Samantha Power Delivers Ben Cooper Lecture

Since the Benjamin Cooper Memorial Lecture was established in 1998, the lecture fund has enabled GDS to bring a renowned guest lecturer to the school each year to stimulate the kind of dialogue in which Cooper loved to participate, with a variety of diverse and inspiring world leaders. This year, former U.S. Ambassador to the United Nations Samantha Power spoke, delivering two speeches to members of the GDS community both at the Washington Hebrew Congregation and on campus during a Friday assembly.

Power gained attention with the publication in 2003 of her Pulitzer Prize-winning book A Problem From Hell: America and the Age of Genocide, which helped to establish her as a leading international voice for American engagement in the world. She drew on her past experiences reporting from places such as Bosnia, East Timor, Kosovo, Rwanda, Sudan and Zimbabwe to develop authentic solutions to address understated global genocides.

A tireless crusader for U.S. foreign policy, Power served as the Special Assistant to the President and Senior Director for Multilateral Affairs and Human Rights on the National Security Council under President Obama. She later became the 28th Representative to the United Nations during Obama’s second term. She served as the public face of U.S. opposition to Russian aggression in Ukraine and Syria, lobbied to secure the release of political prisoners and continued to resolve conflicts and defend human dignity on various accounts.

The speech at Washington Hebrew outlined Power’s guide to the many steps necessary to make a change, even when it seems hard. The first step is to change what seems possible. Power said that what we see as members of the international community shapes the conceptions of people in numerous places. For example, in the media, if more images show females in positions of power, an increasing number of younger girls will feel inspired and capable to accomplish the same.

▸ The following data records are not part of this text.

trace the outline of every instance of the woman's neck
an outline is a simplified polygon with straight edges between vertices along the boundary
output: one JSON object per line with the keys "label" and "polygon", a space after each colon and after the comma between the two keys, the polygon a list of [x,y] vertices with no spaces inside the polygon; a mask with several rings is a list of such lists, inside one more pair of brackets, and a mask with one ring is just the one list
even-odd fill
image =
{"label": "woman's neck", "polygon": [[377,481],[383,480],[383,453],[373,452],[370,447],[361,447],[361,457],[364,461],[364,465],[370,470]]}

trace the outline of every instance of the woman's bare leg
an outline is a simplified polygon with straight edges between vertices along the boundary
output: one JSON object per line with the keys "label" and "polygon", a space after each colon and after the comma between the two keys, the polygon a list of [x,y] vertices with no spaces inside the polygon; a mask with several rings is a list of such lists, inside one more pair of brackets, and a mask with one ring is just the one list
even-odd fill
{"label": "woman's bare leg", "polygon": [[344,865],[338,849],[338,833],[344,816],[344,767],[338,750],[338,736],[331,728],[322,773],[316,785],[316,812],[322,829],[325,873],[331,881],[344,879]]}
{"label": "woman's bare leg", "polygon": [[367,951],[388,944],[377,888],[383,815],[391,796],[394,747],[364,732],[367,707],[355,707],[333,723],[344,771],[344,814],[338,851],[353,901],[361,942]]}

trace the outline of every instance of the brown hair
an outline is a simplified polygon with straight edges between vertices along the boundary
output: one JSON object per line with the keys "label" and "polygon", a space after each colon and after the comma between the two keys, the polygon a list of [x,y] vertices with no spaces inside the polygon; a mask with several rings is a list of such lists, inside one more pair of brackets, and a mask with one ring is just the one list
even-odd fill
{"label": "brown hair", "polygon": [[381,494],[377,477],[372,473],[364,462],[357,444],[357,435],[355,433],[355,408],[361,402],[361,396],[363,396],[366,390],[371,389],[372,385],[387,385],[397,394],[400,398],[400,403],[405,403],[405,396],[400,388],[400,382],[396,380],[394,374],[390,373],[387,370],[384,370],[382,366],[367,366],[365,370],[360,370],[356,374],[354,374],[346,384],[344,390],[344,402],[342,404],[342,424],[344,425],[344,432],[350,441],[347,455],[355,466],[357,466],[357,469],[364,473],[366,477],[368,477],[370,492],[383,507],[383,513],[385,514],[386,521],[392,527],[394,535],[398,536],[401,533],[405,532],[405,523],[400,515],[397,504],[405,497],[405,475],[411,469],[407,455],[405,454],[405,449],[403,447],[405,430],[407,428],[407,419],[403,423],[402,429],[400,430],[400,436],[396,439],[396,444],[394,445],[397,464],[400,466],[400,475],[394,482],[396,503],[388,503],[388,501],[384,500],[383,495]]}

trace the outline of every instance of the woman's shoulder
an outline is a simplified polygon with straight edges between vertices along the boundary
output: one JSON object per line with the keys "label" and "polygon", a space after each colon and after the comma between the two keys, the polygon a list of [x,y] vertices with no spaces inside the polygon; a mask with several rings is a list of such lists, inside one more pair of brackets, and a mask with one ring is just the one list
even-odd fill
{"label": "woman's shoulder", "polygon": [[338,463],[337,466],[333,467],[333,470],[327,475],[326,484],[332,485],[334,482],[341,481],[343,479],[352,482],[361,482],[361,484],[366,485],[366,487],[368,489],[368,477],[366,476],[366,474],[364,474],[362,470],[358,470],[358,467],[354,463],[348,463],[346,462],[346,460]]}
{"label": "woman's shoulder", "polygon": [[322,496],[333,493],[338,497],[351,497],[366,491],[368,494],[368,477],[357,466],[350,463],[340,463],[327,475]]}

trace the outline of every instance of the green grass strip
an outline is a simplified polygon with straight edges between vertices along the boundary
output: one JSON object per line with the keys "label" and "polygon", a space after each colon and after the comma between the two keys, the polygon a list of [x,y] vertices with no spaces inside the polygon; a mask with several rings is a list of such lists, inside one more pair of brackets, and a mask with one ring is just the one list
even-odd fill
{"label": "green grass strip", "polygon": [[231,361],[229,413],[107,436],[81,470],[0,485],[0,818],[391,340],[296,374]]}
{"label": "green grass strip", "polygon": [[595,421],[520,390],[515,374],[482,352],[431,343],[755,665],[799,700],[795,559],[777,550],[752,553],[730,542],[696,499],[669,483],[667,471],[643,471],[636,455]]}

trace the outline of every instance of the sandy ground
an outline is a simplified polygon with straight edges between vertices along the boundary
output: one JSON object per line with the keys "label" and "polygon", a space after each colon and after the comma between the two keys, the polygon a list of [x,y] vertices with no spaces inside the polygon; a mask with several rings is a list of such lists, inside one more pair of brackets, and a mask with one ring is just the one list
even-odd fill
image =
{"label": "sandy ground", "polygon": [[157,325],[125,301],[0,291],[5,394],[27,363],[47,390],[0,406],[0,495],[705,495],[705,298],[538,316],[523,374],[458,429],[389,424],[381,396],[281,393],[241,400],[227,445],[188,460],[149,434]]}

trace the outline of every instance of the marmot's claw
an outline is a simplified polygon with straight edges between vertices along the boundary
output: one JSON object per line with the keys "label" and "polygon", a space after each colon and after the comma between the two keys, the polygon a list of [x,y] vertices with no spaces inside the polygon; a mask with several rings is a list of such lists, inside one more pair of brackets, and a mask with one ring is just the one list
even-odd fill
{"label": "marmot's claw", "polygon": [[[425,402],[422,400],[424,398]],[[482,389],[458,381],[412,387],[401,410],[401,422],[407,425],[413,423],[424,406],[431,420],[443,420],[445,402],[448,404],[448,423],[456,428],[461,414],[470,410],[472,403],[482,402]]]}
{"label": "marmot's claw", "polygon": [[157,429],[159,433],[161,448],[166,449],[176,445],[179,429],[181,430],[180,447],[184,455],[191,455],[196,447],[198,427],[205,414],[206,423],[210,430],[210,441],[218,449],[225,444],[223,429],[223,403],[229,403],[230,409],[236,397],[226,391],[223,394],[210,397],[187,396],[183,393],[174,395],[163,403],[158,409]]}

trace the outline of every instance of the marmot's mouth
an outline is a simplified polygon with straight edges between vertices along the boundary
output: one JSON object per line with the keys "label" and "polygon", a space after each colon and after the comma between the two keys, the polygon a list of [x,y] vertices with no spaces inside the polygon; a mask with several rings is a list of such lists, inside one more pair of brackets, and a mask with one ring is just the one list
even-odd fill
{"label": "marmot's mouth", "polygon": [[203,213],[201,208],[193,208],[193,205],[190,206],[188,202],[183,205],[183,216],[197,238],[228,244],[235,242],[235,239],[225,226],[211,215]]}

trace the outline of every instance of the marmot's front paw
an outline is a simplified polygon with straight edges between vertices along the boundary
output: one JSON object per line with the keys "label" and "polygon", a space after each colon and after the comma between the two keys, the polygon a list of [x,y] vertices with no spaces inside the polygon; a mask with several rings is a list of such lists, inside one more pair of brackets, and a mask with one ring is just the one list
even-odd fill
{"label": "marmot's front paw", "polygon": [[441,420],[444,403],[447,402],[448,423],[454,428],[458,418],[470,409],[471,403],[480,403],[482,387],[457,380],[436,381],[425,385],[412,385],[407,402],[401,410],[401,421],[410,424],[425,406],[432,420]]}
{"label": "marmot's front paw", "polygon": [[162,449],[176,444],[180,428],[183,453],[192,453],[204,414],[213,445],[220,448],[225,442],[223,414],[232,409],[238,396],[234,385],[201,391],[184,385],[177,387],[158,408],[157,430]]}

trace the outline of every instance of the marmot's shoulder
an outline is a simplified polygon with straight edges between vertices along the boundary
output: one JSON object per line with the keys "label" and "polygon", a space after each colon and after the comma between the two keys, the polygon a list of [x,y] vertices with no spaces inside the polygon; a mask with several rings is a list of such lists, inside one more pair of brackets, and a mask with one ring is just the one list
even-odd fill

“We have to recognize what is fake and what is not, and be skeptical but not too skeptical that we seize to take action,” Power said.

Power’s next point was there is always something people can do to facilitate change. For example, Power mentioned the “Stronger Than Hate” image that was projected onto the walls of Heinz Field within 24 hours of the shooting at the Tree of Life synagogue in Pittsburgh. She said it sent a message of unity in the Pittsburgh community that took little effort but brought hundreds of thousands of people together.

“There is always clear asymmetry between the scale of a problem and the scale of a solution,” Power said.

Power’s final point was to encourage all Americans to become more involved in politics, whether through voting, the media or activism on a smaller scale.

“Media weapons are more powerful than atomic bombs,” Power said, insisting that political polarization is the biggest threat to national security.

After hearing Ambassador Power speak, students, faculty and parents seemed inspired by her words.

“Ambassador Power took it a step further than most talks,” freshman Addie Lowenstein said. “She didn’t just tell us to make a change or that change is needed, but how to make an impact, which was a really smart approach for many students who may feel as if change is intimidating.”

Freshman Ken Bailey echoed this sentiment, saying, “I think it’s inspiring to see somebody that sees issues in the world and makes real change themselves.”

Power’s speech at GDS shared the uplifting tone of the night before. Power said she never intended to be involved in diplomacy and foreign relations as a young girl. It wasn’t until Power was exposed to the hate and bigotry in other nations as a journalist that she realized greater change needed to happen and decided to become part of that change.